Однако поднятая бригадой целина пока что не вскармливала ни одного пшеничного зерна. Еще в первомайские дни, когда солнце впервые обсушило землю, бригада приступила было к дискованию, боронованию и прикатыванию катками пахоты. Первая клетка уже тогда была полностью подготовлена к севу. Но начать сев так и не успели: колхоз не подвез семена вовремя. А какой же сев в непогодь?
Так уходили лучшие сроки сева. В обычные годы к середине мая сев заканчивали все южные районы Кулунды. Бригада об этом хорошо знала, а потому не могла не волноваться за судьбу поднятой целины. Удастся ли засеять ее пшеницей в считанные дни, когда еще можно сеять при запоздалой весне? Этот вопрос не давал покоя всей бригаде.
Утро десятого мая Леонид Багрянов встретил с единственной мыслью: сеять, сеять и сеять! День и ночь! Не теряя ни одной минуты! Не успело взойти солнце, а Леонид уже ходил вокруг сеялок, осматривая их со всех сторон, и читал то вслух, то про себя когда-то полюбившиеся стихи Мартынова о Ермаке.
Неслышно подошел Ионыч.
— Ты что тут бормочешь? Молитву от дождей?
— Стихи про Ермака, — ответил Леонид. — Он ведь первый сеял в здешней степи.
— Ермак Тимофеевич? — Сеял!
Ионыч покачал кудлатой седой головой.
— Долго же держится наша целина!
— Теперь не удержится, — сказал Леонид. — Ну, а как с погодой, Ионыч? Не вернется?
— Кто ее знает! — ответил старик. — Нынче прямо-таки невиданная весна! Не помню, когда уж и была такая… От атомных бомб, сказывают, мочит-то так, а? Верно или нет? Не знаешь, стало быть… Ну, а ты что же, скорей за сеялки? Да, уходит время, уходит! Теперь бы уж зеленеть надо пшеничке-то! Что ж ты думаешь делать?

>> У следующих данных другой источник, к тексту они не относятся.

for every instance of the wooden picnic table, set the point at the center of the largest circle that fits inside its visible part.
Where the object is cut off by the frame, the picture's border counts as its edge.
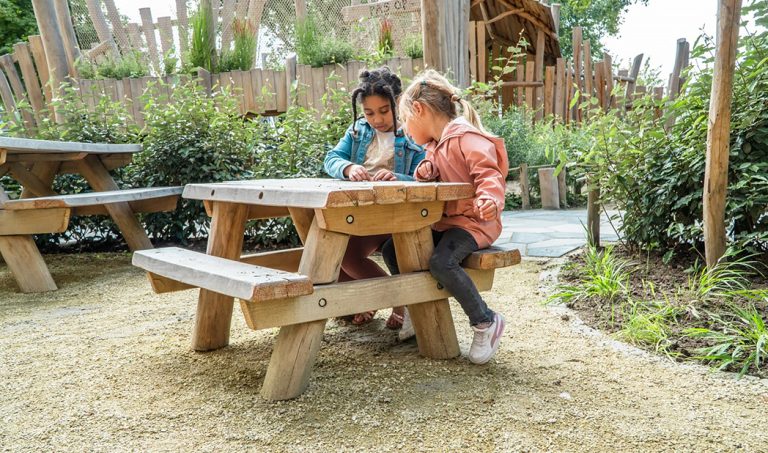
(295, 289)
(35, 164)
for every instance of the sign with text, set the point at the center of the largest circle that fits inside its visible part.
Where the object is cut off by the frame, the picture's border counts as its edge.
(380, 9)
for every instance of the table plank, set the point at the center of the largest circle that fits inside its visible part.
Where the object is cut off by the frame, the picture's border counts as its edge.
(90, 198)
(326, 193)
(27, 145)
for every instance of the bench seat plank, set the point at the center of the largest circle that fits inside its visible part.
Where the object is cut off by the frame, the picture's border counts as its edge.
(494, 257)
(91, 198)
(223, 276)
(28, 145)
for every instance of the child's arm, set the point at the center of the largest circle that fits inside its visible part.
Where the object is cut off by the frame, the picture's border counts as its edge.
(339, 157)
(487, 176)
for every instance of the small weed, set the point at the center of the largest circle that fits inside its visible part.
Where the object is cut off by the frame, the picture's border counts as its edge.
(738, 339)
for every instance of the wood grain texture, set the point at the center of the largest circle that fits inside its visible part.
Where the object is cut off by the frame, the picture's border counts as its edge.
(221, 275)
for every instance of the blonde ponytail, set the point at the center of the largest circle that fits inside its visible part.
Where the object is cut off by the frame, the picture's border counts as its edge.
(434, 90)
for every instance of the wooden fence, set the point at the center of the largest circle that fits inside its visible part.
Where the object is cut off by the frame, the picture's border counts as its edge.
(546, 92)
(549, 90)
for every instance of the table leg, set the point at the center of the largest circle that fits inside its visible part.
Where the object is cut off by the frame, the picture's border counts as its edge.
(432, 321)
(297, 345)
(214, 311)
(26, 264)
(99, 179)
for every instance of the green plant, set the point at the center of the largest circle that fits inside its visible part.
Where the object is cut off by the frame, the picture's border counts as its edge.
(386, 45)
(729, 275)
(414, 46)
(202, 47)
(244, 52)
(738, 340)
(654, 174)
(315, 49)
(193, 138)
(604, 276)
(649, 323)
(130, 65)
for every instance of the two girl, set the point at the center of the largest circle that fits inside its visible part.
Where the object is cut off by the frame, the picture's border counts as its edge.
(373, 149)
(458, 149)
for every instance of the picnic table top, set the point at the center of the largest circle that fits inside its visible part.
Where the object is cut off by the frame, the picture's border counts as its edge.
(14, 145)
(326, 193)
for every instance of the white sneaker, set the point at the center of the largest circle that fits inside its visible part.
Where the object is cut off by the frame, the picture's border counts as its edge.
(406, 331)
(486, 341)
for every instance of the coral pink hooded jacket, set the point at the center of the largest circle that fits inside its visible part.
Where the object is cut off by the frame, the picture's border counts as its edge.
(464, 154)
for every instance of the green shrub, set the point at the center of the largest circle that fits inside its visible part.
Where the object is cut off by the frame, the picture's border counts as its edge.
(316, 49)
(193, 138)
(656, 176)
(414, 46)
(514, 126)
(109, 122)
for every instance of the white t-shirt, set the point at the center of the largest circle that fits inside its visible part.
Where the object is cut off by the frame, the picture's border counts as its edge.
(381, 153)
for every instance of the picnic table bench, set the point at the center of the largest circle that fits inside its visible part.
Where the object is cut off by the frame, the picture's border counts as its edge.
(35, 164)
(296, 289)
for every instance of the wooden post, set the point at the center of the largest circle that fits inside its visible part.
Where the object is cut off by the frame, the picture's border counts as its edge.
(525, 190)
(53, 43)
(539, 73)
(67, 34)
(148, 26)
(718, 133)
(673, 87)
(550, 193)
(446, 40)
(562, 188)
(556, 16)
(301, 9)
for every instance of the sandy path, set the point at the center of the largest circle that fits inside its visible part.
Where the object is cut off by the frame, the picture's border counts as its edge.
(104, 364)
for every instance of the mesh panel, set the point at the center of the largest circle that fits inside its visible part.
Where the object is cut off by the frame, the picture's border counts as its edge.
(276, 28)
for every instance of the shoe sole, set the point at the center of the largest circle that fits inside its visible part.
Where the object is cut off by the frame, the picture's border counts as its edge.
(495, 348)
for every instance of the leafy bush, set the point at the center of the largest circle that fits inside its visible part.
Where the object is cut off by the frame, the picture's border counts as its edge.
(108, 122)
(655, 176)
(514, 126)
(193, 138)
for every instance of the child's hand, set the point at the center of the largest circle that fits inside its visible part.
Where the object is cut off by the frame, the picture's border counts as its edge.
(486, 209)
(384, 175)
(425, 171)
(356, 173)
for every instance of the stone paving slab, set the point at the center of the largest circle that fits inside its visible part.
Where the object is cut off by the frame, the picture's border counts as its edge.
(550, 234)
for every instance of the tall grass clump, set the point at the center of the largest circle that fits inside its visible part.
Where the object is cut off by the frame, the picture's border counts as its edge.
(202, 49)
(244, 52)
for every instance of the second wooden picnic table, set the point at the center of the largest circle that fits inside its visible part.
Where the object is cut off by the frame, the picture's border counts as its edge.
(326, 213)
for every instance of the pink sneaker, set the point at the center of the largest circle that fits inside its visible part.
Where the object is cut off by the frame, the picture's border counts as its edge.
(486, 341)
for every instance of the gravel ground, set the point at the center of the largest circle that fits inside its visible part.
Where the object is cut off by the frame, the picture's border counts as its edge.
(104, 364)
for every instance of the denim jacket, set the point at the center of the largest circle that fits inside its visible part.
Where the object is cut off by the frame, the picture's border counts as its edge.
(352, 148)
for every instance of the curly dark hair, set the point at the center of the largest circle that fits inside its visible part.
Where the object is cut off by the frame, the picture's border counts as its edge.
(381, 82)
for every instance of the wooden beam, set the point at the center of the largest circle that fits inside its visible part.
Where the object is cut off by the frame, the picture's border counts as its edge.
(718, 132)
(342, 299)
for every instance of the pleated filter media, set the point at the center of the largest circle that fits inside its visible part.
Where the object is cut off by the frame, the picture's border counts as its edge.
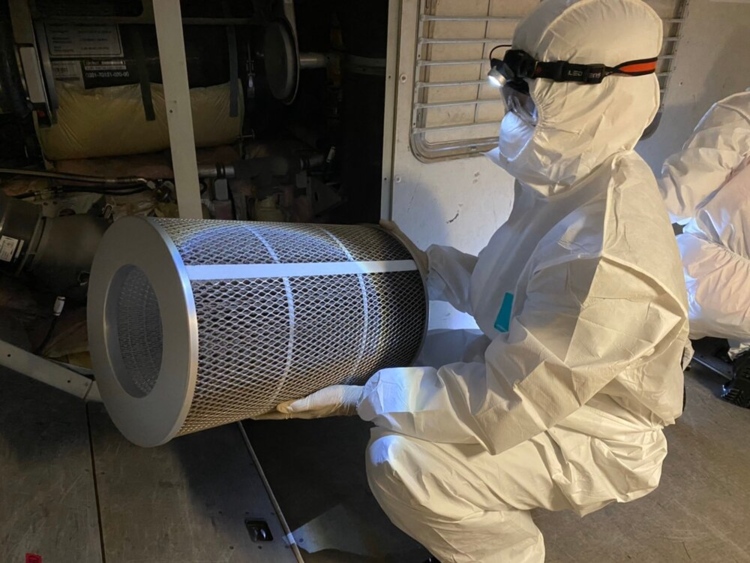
(196, 323)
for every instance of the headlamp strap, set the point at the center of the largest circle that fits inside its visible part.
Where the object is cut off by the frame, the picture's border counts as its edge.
(563, 71)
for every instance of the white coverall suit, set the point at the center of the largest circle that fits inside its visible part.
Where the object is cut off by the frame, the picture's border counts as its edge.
(706, 187)
(582, 296)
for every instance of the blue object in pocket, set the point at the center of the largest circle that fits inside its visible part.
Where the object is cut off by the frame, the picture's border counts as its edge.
(502, 323)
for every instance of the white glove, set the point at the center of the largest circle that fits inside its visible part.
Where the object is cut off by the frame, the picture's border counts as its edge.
(420, 256)
(337, 400)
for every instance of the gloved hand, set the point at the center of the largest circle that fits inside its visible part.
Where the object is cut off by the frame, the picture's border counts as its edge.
(420, 256)
(336, 400)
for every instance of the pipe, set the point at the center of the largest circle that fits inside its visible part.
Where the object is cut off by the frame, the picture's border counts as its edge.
(73, 177)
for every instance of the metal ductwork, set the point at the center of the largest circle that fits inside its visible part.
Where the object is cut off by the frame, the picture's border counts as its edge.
(196, 323)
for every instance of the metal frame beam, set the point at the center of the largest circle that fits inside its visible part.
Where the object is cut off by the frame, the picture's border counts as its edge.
(169, 35)
(48, 372)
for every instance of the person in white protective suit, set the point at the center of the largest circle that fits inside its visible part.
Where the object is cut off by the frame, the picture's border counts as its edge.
(581, 294)
(706, 187)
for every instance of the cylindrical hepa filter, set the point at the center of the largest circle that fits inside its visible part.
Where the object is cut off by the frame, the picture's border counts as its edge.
(196, 323)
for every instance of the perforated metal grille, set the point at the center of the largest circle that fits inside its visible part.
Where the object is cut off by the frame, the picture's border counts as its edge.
(139, 333)
(265, 341)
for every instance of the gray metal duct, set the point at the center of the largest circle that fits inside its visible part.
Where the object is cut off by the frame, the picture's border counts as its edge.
(195, 323)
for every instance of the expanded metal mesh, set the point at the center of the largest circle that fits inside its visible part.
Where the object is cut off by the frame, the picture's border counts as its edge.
(262, 341)
(233, 242)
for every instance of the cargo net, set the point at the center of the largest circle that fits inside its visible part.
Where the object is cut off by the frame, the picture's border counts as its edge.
(232, 242)
(265, 341)
(139, 333)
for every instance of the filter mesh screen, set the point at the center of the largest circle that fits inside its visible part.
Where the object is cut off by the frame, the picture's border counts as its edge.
(266, 336)
(139, 332)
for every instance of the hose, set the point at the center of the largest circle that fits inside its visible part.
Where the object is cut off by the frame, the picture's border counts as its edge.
(73, 177)
(124, 189)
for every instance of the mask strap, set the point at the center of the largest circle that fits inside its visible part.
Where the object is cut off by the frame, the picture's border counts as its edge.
(563, 71)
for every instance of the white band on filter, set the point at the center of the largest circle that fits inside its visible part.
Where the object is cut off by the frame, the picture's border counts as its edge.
(260, 271)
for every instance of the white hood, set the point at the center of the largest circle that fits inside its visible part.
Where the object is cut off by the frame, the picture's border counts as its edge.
(580, 126)
(718, 148)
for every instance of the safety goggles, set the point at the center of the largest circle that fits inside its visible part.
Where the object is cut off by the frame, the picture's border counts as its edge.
(512, 72)
(518, 100)
(517, 65)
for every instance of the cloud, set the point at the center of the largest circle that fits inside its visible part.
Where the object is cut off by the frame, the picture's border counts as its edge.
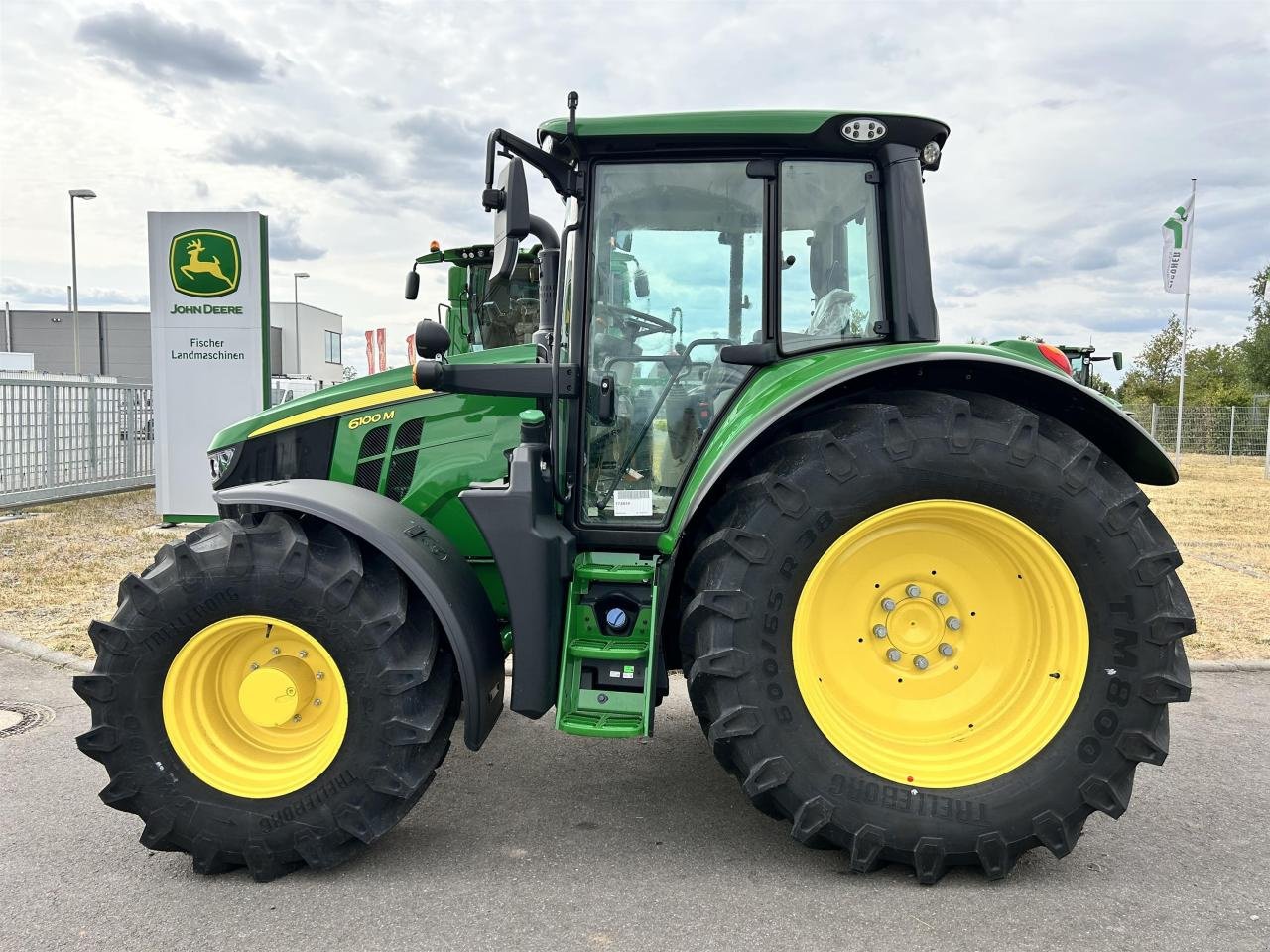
(318, 159)
(445, 144)
(155, 48)
(23, 293)
(1093, 258)
(286, 244)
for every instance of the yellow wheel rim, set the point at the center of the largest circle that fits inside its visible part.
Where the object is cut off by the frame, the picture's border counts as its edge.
(254, 706)
(940, 644)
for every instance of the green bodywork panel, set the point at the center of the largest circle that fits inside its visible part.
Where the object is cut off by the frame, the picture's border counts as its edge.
(607, 712)
(784, 382)
(790, 122)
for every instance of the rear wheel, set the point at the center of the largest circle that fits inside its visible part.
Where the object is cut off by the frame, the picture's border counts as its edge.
(935, 629)
(268, 694)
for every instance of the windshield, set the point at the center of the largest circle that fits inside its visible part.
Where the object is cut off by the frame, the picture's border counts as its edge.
(676, 273)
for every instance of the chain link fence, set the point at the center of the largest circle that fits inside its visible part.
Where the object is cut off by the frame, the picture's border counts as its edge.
(1211, 430)
(62, 439)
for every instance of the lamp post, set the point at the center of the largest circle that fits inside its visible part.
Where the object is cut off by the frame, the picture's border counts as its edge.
(85, 194)
(295, 286)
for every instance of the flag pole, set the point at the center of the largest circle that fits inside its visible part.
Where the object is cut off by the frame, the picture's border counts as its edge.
(1182, 372)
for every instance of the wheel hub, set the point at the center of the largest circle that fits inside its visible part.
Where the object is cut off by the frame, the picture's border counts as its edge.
(254, 706)
(940, 643)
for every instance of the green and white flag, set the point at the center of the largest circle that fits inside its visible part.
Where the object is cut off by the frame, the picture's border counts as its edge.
(1176, 255)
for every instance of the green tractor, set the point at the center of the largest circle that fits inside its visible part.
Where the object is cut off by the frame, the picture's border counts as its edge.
(922, 608)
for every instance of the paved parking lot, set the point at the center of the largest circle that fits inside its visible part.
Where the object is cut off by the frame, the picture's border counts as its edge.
(545, 842)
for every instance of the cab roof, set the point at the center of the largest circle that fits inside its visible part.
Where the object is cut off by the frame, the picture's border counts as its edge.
(824, 130)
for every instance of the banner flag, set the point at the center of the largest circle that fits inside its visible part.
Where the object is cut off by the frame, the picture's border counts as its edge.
(1176, 253)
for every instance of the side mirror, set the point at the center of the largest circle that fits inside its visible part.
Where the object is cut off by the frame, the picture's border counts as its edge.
(431, 339)
(511, 222)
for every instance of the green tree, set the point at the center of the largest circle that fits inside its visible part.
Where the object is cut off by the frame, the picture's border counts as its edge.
(1218, 376)
(1256, 341)
(1153, 376)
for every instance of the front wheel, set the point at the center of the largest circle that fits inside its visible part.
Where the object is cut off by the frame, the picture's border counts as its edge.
(935, 629)
(268, 694)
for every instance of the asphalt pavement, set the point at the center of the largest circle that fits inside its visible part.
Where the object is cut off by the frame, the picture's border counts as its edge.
(548, 842)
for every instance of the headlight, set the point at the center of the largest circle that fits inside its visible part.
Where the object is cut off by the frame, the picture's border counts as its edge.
(221, 461)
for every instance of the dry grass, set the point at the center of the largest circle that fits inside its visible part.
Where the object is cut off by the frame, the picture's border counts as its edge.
(1219, 517)
(63, 567)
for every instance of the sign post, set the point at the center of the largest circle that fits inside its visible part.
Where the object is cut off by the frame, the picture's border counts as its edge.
(208, 343)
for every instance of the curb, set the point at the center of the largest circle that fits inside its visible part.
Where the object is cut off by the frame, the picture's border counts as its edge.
(1229, 666)
(84, 665)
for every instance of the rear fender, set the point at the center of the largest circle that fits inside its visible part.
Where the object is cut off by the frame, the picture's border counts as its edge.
(766, 402)
(427, 558)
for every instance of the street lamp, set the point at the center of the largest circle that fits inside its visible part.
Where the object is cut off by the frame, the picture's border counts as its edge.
(85, 194)
(295, 286)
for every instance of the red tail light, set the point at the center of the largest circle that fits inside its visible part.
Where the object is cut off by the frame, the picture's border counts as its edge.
(1056, 357)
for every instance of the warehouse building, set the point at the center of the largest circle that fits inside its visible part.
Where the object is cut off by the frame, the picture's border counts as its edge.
(304, 341)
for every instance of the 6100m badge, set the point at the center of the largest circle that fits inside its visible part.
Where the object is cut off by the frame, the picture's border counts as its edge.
(204, 263)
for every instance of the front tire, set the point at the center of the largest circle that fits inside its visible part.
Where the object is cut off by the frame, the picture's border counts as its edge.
(867, 738)
(243, 616)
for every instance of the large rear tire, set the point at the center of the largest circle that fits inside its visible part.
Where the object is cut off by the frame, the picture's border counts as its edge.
(212, 642)
(884, 608)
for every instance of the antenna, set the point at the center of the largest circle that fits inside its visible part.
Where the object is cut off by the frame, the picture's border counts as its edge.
(572, 103)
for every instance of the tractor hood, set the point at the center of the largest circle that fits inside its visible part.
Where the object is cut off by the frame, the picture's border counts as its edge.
(361, 394)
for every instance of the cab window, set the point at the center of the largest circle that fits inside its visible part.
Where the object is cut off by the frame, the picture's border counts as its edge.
(676, 273)
(830, 266)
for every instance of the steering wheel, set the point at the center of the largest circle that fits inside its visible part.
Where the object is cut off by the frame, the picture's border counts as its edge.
(644, 324)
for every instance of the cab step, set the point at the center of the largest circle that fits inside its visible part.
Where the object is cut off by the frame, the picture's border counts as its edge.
(608, 671)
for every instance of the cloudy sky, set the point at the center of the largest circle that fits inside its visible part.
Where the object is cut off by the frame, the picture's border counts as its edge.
(358, 128)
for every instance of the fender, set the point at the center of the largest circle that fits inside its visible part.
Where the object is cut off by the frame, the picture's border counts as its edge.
(427, 557)
(778, 391)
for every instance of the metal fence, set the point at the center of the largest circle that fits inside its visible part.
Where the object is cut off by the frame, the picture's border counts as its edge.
(1213, 430)
(70, 438)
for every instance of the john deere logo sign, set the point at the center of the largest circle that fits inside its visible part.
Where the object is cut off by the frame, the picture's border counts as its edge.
(204, 263)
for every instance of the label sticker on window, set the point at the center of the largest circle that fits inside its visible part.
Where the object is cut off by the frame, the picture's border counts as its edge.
(633, 502)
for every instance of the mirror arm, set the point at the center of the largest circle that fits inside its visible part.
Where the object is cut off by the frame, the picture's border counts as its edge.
(559, 173)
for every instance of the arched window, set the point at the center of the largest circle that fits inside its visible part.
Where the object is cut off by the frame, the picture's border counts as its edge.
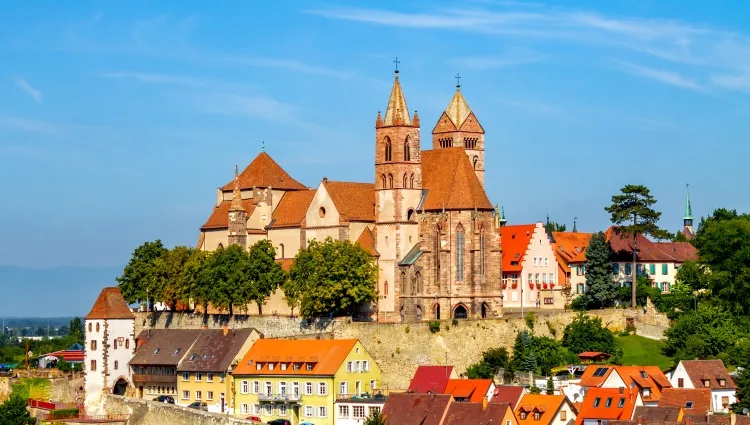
(460, 252)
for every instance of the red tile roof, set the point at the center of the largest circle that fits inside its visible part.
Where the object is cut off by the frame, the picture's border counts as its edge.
(473, 389)
(430, 379)
(110, 305)
(515, 241)
(451, 182)
(713, 370)
(263, 171)
(416, 409)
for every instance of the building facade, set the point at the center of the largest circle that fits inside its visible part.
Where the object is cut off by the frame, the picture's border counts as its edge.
(109, 345)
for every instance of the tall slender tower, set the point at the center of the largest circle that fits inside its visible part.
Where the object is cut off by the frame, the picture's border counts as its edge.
(398, 189)
(237, 215)
(459, 127)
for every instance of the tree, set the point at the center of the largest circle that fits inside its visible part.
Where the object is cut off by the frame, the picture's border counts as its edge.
(632, 214)
(332, 277)
(599, 284)
(264, 274)
(139, 280)
(13, 412)
(586, 333)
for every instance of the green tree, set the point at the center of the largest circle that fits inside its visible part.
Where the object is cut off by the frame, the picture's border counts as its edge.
(633, 215)
(332, 277)
(599, 284)
(13, 412)
(264, 274)
(139, 281)
(586, 333)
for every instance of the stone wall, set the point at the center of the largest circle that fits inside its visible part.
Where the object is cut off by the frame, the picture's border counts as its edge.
(143, 412)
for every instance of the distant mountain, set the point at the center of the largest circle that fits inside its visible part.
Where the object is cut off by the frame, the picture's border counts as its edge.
(58, 291)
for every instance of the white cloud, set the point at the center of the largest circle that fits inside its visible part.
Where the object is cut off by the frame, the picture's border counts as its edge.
(28, 89)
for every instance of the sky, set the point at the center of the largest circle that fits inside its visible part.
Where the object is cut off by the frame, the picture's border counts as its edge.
(118, 120)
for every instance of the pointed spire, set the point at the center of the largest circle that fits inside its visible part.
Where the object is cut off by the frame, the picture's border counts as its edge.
(397, 112)
(236, 194)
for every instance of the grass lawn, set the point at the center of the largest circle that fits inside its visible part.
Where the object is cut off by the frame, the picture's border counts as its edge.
(642, 351)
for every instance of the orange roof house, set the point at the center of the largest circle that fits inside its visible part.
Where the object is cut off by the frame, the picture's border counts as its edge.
(539, 409)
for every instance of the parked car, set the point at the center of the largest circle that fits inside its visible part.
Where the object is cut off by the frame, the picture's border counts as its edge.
(198, 405)
(165, 399)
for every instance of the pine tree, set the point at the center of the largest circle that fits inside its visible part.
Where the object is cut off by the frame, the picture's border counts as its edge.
(599, 284)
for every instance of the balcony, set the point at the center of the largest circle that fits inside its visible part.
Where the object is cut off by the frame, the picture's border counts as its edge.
(282, 398)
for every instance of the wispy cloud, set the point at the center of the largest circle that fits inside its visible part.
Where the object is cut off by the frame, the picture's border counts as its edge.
(28, 89)
(662, 76)
(30, 126)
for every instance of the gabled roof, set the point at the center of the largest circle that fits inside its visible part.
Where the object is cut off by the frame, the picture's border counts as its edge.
(712, 370)
(475, 414)
(451, 182)
(326, 355)
(213, 351)
(430, 379)
(110, 305)
(353, 201)
(515, 241)
(292, 208)
(164, 347)
(263, 171)
(546, 405)
(219, 218)
(694, 401)
(473, 389)
(510, 394)
(416, 409)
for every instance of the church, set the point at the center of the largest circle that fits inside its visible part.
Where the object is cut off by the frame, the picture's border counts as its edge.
(425, 218)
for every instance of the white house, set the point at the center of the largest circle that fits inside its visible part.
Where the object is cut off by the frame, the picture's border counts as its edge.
(110, 344)
(707, 374)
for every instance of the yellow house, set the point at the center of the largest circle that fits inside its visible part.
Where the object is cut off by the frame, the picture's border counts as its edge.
(300, 380)
(204, 372)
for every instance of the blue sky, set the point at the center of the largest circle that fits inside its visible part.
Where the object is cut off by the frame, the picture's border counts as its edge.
(119, 119)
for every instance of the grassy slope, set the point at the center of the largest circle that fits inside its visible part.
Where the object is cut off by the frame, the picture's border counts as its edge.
(641, 351)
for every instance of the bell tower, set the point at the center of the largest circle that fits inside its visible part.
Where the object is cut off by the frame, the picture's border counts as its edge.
(459, 127)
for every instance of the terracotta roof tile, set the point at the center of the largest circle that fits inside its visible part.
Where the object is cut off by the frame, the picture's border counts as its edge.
(110, 305)
(327, 355)
(219, 218)
(451, 182)
(515, 241)
(353, 201)
(430, 379)
(263, 171)
(292, 208)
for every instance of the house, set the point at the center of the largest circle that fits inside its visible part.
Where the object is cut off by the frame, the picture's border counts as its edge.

— Сеять, — ответил Леонид.
— Не пойдут твои сеялки, бригадир! Еще сыровато!
— Будем пробовать! Авось и пойдут!
— Не терпится?
— Только вот подвезут ли сегодня семена?
— Подвезут, — твердо ответил Ионыч. — Обещано. Ты не думай Леванид, люди все понимают…
Утро всех радовало. Небосвод был чист и блистал будто шелковый, солнце слепило глаза, по степи струилось быстротечное марево.
Вскоре после пересмены в Заячий колок пришла колхозная автомашина с семенной пшеницей. Леонид Багрянов встретил шофера приветливой улыбкой и, выхватив из его рук накладную, несколько секунд, казалось, любовался ею: да, семена есть, есть, теперь можно начинать сев!
— Пшеницу не ешьте, — говорил в это время шофер. — От себя не советую, Агрономша поливает семена какой-то гадостью. В бутылках у нее эти… бактерии в жидком виде.
— А-а, знаю!
Леонид взглянул в сторону автомашины, стоявшей поодаль, и прищурился, как иной раз охотник на охотничьей тропе.
— Это кто еще? — спросил он удивленно. Минуту назад из кабины автомашины вылезла
Тоня — вернулась из Залесихи, где была по делу Соболя. Теперь же в кузове машины, на мешках с зерном, стоял человек городского вида, в ядовито-зеленой шляпе и тряс полы своего дерюжной выработки модного пальто.